As a faith community we are sustained and nurtured by the sacrificial love experienced in Calvary.  The  experience of  this love is very  special  because this love flows within  a context of violence, hatred, rejection, torture, manipulation,  etc.,  However, the  response of the Cross   is  grounded in non-violence and love. The Cross event signifies that there was a conscious and  deliberate rejection of  the use of violence by our Lord Jesus Christ.  This enabled the Cross to transform and  affirm life in it’s fullness and  to reach out to everyone.

Biblically, violence is sin.  God hates violence. There is no compromise on this. Violence from any quarter or agency  cannot finally create a social climate where fear, suspicion  and hatred are done away with.  One who takes the sword ends with the sword.


According to the Bible violence is a manifestation of Sin, producing   anger and hatred between people (even  between brothers in the same family as in the  story of Cain and Abel).  It leads to murder, alienation and separation and finally denies the moral responsibility you have for the safety, security and welfare of your immediate neighbour

(am I my brother’s keeper?). That is where relationships break down, as  fear,  suspicion and hatred sets in. That is  all that  violence can finally achieve.  We have experienced this in our own context during the past three decades.   It is a vicious circle.

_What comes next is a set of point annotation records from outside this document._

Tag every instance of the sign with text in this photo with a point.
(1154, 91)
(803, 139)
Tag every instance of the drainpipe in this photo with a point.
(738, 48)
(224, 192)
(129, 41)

Unfortunately, amidst acute social contradictions there are those who talk of just violence. Under the shadow of the Cross of Calvary which is immersed in unconditional and sacrificial love, violence can never become redemptive or liberative.

According to Walter Wink “the myth of redemptive violence speaks for God.  It does not listen for God to speak.   It misappropriates the language, symbols and scriptures of Christianity.    It’s God is a tribal  fortress.  It’s symbol is not the Cross but the Cross of a gun.  It’s offer is not forgiveness but victory.  It’s good news is not the  unconditional love of enemies but their final elimination.    It usurps the revelation of  God’s purpose for humanity in Jesus.  It is blasphemous.  It is idolatrous.”

The Bible affirms this.  Our subjective experiences in the past three decades of all kinds of violence reinforces this. Violence  has no place in the purpose of God.  As a faith community  our primary task is to expose the myth of redemptive violence of any form.

As people called Methodists we need to respond to this challenge by using non-violence as an instrument to resolve all human tensions and problems. As a Church, we need to decide and take decisive action to say ‘NO’ to all forms of violence. That is a primary mandate of our transformative role in Sri Lanka to-day.